Taxing incorrect behavior is a “win-win” situation in other ways. By acquiring power over people’s lives and amassing money at the same time, activists potentially position themselves to seize even more power and money. It snowballs. Even as people’s waistlines and billfolds shrink, government’s girth expands. The power to resist declines in inverse proportion to the the ever-expanding scope of public intervention. The progressive expansion of power is the ultimate self-licking ice cream cone. It gives itself the ends to its means.
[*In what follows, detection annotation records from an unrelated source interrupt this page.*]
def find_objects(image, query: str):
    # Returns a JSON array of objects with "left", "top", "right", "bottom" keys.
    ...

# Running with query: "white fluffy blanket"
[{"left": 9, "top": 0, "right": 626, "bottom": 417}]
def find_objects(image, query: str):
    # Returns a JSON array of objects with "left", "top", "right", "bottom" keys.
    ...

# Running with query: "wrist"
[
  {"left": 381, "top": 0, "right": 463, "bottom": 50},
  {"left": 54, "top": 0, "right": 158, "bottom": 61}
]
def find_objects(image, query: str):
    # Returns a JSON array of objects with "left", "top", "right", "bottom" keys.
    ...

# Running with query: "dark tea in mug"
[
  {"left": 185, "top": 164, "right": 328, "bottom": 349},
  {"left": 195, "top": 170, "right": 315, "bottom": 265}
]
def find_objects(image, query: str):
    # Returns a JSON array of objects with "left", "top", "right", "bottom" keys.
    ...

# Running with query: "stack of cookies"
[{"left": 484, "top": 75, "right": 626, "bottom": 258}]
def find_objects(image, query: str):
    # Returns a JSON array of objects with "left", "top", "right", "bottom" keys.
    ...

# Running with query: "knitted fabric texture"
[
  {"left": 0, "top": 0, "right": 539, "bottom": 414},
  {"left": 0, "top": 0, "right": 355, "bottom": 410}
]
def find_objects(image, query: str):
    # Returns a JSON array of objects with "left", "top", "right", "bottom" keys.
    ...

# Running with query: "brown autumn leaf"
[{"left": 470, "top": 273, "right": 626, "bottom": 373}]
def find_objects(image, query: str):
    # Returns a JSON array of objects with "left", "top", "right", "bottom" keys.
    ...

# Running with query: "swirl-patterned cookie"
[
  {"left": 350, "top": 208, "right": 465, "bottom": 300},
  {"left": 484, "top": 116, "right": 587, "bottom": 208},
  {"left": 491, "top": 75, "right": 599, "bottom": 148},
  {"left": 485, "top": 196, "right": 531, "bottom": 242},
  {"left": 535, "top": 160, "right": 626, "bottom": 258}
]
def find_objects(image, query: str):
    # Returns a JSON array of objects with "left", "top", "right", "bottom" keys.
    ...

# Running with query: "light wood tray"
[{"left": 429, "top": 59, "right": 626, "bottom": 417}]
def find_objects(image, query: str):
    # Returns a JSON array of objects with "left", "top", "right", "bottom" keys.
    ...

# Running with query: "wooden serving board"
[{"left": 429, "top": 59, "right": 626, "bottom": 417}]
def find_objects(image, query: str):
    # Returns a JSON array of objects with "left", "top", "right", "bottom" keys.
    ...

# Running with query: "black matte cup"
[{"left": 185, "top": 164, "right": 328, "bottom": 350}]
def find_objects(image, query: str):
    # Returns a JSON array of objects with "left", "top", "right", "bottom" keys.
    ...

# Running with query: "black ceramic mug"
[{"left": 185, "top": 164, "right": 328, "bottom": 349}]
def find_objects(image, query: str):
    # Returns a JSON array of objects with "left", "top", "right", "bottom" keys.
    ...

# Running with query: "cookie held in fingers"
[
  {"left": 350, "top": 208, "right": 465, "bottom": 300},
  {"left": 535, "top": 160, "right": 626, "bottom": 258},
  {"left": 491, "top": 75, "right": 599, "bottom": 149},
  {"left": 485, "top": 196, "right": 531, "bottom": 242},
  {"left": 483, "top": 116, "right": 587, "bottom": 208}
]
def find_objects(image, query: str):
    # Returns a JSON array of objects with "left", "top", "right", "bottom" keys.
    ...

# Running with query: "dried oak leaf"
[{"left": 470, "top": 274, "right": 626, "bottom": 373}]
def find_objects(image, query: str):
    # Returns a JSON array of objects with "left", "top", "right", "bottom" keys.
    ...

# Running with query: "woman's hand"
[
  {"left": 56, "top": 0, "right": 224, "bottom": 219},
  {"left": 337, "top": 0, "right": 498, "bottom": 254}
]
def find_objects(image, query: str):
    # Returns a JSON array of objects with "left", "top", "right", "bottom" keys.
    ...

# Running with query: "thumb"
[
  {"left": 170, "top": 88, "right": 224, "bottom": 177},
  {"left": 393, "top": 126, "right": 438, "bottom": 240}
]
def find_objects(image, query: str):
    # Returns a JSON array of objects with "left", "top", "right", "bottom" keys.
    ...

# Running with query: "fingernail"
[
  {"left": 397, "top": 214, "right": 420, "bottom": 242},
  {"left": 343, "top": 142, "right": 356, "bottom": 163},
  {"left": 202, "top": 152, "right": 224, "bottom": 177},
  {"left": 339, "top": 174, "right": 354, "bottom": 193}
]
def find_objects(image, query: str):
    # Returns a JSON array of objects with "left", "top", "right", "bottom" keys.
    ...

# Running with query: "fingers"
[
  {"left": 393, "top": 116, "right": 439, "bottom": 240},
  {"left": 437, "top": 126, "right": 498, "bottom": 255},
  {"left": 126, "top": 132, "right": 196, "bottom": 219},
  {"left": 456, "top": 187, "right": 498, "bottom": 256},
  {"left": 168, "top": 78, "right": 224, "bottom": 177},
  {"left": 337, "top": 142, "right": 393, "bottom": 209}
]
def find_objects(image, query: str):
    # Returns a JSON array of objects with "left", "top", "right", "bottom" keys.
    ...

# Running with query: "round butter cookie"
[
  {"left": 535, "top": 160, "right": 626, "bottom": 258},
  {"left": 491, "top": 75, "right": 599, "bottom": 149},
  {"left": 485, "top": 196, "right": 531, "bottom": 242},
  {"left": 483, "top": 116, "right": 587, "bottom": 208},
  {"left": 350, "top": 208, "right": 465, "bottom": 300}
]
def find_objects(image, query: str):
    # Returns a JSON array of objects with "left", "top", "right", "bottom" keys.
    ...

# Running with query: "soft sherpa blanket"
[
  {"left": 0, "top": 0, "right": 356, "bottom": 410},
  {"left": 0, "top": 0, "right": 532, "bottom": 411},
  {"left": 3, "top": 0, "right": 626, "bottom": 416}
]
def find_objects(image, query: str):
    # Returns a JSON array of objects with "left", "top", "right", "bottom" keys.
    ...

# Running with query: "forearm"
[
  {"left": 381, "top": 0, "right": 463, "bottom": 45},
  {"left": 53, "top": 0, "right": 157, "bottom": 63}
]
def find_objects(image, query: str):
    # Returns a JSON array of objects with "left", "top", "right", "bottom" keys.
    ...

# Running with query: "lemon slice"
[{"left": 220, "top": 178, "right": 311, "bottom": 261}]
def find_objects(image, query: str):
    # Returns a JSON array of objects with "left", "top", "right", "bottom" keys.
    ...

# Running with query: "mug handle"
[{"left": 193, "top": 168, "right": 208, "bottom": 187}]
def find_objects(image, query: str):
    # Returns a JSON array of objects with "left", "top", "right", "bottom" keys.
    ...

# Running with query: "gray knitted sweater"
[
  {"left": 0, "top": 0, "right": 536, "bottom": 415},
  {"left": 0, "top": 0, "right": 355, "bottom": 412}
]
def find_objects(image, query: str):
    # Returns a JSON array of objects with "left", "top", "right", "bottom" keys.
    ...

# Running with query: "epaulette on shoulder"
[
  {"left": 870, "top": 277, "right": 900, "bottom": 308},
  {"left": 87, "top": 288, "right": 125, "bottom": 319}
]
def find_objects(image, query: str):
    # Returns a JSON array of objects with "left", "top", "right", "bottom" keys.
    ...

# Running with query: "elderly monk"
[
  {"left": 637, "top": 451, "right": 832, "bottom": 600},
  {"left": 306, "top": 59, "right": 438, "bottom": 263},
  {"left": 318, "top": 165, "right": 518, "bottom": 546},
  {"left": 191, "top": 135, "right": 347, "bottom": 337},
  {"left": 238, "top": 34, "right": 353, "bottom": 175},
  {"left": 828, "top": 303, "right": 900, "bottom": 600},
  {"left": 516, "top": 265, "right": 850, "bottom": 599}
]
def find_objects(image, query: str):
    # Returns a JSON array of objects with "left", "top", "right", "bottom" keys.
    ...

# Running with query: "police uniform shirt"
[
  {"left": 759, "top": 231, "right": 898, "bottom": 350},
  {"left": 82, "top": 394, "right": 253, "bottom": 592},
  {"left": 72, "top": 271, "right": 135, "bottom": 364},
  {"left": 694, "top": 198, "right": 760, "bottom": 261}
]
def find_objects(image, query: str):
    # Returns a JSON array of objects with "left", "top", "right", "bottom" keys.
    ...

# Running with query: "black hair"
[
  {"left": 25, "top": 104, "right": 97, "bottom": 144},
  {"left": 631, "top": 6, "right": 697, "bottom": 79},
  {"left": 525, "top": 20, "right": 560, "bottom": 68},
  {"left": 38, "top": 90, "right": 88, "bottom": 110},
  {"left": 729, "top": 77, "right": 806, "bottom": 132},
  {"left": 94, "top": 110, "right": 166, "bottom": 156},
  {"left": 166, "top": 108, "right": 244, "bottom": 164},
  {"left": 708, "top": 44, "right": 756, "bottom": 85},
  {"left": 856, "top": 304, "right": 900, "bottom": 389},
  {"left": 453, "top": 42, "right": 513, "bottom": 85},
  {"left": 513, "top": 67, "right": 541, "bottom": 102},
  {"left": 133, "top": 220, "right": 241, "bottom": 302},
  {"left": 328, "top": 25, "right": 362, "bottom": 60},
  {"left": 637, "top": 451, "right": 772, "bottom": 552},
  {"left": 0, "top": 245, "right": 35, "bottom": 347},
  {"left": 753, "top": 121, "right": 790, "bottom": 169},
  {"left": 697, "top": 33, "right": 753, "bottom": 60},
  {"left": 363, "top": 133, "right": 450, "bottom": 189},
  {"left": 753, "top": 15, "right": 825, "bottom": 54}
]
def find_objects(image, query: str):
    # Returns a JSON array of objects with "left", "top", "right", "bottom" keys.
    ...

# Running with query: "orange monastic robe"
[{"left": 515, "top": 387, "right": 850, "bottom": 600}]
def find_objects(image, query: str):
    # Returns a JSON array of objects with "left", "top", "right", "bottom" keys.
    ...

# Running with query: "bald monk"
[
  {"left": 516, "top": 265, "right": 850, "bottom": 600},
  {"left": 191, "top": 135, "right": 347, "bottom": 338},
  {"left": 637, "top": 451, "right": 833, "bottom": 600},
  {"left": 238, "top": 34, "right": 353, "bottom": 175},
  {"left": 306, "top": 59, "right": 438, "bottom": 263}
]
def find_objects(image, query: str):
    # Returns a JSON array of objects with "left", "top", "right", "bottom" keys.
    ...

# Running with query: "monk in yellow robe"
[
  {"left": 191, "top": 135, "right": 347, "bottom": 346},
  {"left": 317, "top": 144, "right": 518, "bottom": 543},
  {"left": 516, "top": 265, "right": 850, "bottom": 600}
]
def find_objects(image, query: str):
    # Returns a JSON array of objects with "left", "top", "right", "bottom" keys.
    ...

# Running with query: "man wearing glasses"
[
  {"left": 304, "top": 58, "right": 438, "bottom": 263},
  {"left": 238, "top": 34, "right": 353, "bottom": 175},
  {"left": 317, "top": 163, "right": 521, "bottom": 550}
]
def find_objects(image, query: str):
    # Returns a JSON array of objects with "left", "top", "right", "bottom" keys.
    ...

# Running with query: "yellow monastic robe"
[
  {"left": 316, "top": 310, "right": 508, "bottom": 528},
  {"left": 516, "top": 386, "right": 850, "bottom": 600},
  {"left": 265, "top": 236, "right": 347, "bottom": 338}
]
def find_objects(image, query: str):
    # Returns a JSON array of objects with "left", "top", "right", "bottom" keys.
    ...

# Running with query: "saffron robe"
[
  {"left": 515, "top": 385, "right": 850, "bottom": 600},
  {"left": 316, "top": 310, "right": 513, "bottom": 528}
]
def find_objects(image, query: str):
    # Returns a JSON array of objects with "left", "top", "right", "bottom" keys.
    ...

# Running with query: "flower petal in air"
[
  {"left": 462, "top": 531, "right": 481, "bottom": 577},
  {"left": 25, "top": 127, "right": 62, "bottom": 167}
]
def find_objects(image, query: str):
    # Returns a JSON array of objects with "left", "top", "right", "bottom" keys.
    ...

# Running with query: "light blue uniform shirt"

Dennis Prager optimistically argues that the “world opinion” machine has been breaking itself for years on bedrock American conservatism. “A vigorous conservative part of the American population has contempt for ‘world opinion,’ rightly regarding it as useless against real evil and as a mere reflection of Leftist views.” And he has high hopes for the “tiny … conservative media [that] … have made an impact that belies their numbers.” Maybe.
But Dan Riehl is not so sure. He argues that the Left is now using the Internet to direct its armies of activists, seeking out weaknesses and maneuvering for advantage. “The DNC gets new media in ways the GOP still refuses to embrace. It’s intent on controlling the narrative, while the DNC is more interested in fueling constituent and blog-based activism from the Left. Democrat-aligned parties have also funded the mechanisms to accomplish it. You can go to even deeply Red districts and find an activist infrastructure on the Left, often blog-based. Meanwhile, GOP campaigns pay consultants to send out annoying spam emails to every blogger under the sun.” Maybe soon there will be no escape from the pursuing activists or the blanket acceptance of “world opinion”. And eventually, however hardy it may be, the unceasing stream of high pressure water will smash up the conservative bedrock or divide into the digestible pieces. Unless …
People find a way to invent their own self-empowering machine. One of unanswered questions of the modern world is whether there exists a sustainable process for generating public participation in ways that counteract the centralizing power of bureaucracies. In other words, is there some force which can successfully resist the smashing, irresistible pull of bureaucratic gravity that either finishes up in a Black Hole or forces things outward in a climactic explosion? Something which can establish a balance between creative chaos and ordnung?
One of the few conservative organizations that have set themselves the task of developing Internet tools to develop direct action is the Tocqueville Project. It is founded on the idea that if people are allowed to organize themselves without going through an apparatus — a vanguard party, or a cadre of activists — that the result where people get cues from each other is qualitatively different from one in which they are handed talking points from a self-appointed elite. I should confess at the outset that I’m helping them out. Right now the project is looking for a few volunteers, talented programmers mostly, with an interest in tapping the creativity of crowds. One immediate need is for someone with experience to help set up Git version control to handle open-source contributions. Right now it is about as rag-tag as the “tiny … conservative media”. But who knows? Maybe it will get somewhere.